I bought a hat and a scarf.
Had I neither been on a budget nor at the beginning of this journey, I would have bought a lot more. The fashion in Prague is remarkable. Sure, I found the usual suspects: the high-end district with designers you can buy everywhere else in the world. I’m referring to the local designers. I saw the country’s edge I previously felt illustrated in their clothing and accessories: blunt, yet curvaceous, classic yet funky, exactly my kind of style.
This edge also manifested itself in my experience with a countryman’s art exposition at DOX, where contemporary meets Praha’s hipster Holešovice district. One of the most thought-provoking art exhibit I have ever seen. Named DeTermination, Daniel Pešta explores earthly existence and depicts his interpretation of the human race in the context of genetic, racial and social determination in a multi-media format that challenges the cycle of religious and political tragedies (to paraphrase…). Eye candy everywhere.
My only souvenir from Prague is the exhibition’s poster.

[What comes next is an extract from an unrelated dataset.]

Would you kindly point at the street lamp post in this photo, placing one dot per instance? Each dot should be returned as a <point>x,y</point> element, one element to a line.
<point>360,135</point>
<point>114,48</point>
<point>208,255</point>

Religion played an unexpected part in my visit to Prague. Sunday morning, I stepped into the Nanebevzetí Panny Marie church, lured in by the sounds of the congregation singing inside. Standing room only, I found refuge in the back. Faithfuls rushed to light their offering candles; a man’s full-time job was to organize them in sandy basins. As latin worship words danced in the air, a carefully choreographed ceremony was taking place, like a dance, rehearsed to perfection for ages. I didn’t know any of the moves, but I respectfully observed the beauty of a community coming together to honor their beliefs and practice their faith together. I was touched and humbled. I wondered how different the world would be if we all found the peace I felt in that moment.
Later that morning, I found myself at the Old Jewish Cemetery. As a complete contrast from my experience earlier in the day, I was sobered by the reality of humanity’s history; saddened by its ugly; awoken by its reality. Yet still touched and humbled. Much like I had felt in Berlin several months prior, grateful for my opportunities, determined to honor my blessings and exercise my choice.
I read somewhere that walking the Charles Bridge at dawn is one of the 100 things to do before you die. I did that. It was the most memorable moment of the trip. Sometimes, it’s worth getting up early. I knew I was in the right place when it started to snow… Eye candy everywhere.
Prague, I want to see you again.
For now, next stop, Austria, where I will meet Vienna.